US neurologists (2020: N=199; 2021: N=205; 2022: N=208) completed a survey and contributed chart reviews for a retrospective, cross-sectional audit on MS patients who started their first DMT within the prior 3 months (2020: N=1,006; 2021: N=1,018; 2022: N=1,095). MS patients were analysed as a whole, as well as by physician-reported MS subtypes for relapsing-remitting MS (RRMS; N=722, N=768, N=827), active secondary progressive MS (aSPMS; N=74, N=50, N=59), and primary progressive MS (PPMS; N=92, N=69, N=72).
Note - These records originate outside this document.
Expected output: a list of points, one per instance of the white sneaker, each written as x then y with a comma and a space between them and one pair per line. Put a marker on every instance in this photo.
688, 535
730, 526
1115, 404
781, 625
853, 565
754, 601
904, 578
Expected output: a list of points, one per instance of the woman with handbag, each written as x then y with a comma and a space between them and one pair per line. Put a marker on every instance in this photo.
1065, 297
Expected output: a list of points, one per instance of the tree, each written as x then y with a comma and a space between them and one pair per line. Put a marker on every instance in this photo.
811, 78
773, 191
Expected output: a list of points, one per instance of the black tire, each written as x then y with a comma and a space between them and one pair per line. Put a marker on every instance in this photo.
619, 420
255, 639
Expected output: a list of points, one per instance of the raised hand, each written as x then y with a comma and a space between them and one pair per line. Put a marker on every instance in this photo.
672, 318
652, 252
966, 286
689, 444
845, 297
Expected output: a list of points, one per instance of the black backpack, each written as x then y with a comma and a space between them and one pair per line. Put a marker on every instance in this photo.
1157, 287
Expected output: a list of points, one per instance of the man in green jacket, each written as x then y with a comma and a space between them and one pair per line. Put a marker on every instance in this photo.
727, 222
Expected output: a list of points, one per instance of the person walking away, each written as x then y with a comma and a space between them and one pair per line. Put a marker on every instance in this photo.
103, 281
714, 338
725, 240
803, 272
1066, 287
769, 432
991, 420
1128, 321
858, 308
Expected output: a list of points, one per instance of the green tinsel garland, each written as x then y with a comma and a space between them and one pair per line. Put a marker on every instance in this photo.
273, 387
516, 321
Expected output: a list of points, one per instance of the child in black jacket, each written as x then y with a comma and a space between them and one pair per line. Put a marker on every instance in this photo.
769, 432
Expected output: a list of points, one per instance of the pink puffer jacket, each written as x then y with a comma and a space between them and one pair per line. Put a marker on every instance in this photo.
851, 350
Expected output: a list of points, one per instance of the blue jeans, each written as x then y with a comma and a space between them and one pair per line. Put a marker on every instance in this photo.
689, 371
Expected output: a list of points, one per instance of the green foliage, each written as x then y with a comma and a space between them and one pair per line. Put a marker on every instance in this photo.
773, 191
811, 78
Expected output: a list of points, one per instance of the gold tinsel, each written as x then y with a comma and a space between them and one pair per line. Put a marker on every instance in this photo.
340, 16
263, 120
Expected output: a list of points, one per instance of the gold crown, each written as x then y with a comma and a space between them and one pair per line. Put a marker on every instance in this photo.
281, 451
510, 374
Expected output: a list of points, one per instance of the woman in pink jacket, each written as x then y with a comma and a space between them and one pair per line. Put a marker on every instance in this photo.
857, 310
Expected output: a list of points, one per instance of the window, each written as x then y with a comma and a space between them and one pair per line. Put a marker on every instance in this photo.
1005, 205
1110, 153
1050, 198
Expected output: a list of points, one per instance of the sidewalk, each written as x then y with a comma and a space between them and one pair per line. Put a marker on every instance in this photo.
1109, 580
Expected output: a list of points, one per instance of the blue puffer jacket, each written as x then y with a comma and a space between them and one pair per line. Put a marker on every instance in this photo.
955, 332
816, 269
Overall use of glatiramer acetate (GA) (32% in 2020, 16% in 2022) has declined; use of fumarate agents (13%, 21%) and anti-CD20 monoclonal antibody (mAb) DMTs (13%, 21%) expanded. Interferon (13% in 2020 and 2022) and S1P receptor modulator class (12%, 14%) use has remained stable.

Use of both brand (18%, 11%) and generics (14%, 6%) of GA declined. For fumarates, use has shifted from branded dimethyl fumarate (DMF; 13%, 8%) to generic DMF (0%, 6%) and diroximel fumarate (0%, 6%). For S1Ps, use has shifted from fingolimod (10%, 6%) to ozanimod (0%, 4%) and ponesimod (0%, 1%).

Changes in DMT use are similar for RRMS: GA use declined (31%, 16%); fumarates (17%, 23%) and anti-CD20 mAb DMT (9%, 19%) use expanded. GA use also declined for aSPMS (30%, 7%) and PPMS (30%, 8%); anti-CD20 mAb DMT use grew for aSPMS (19%, 41%).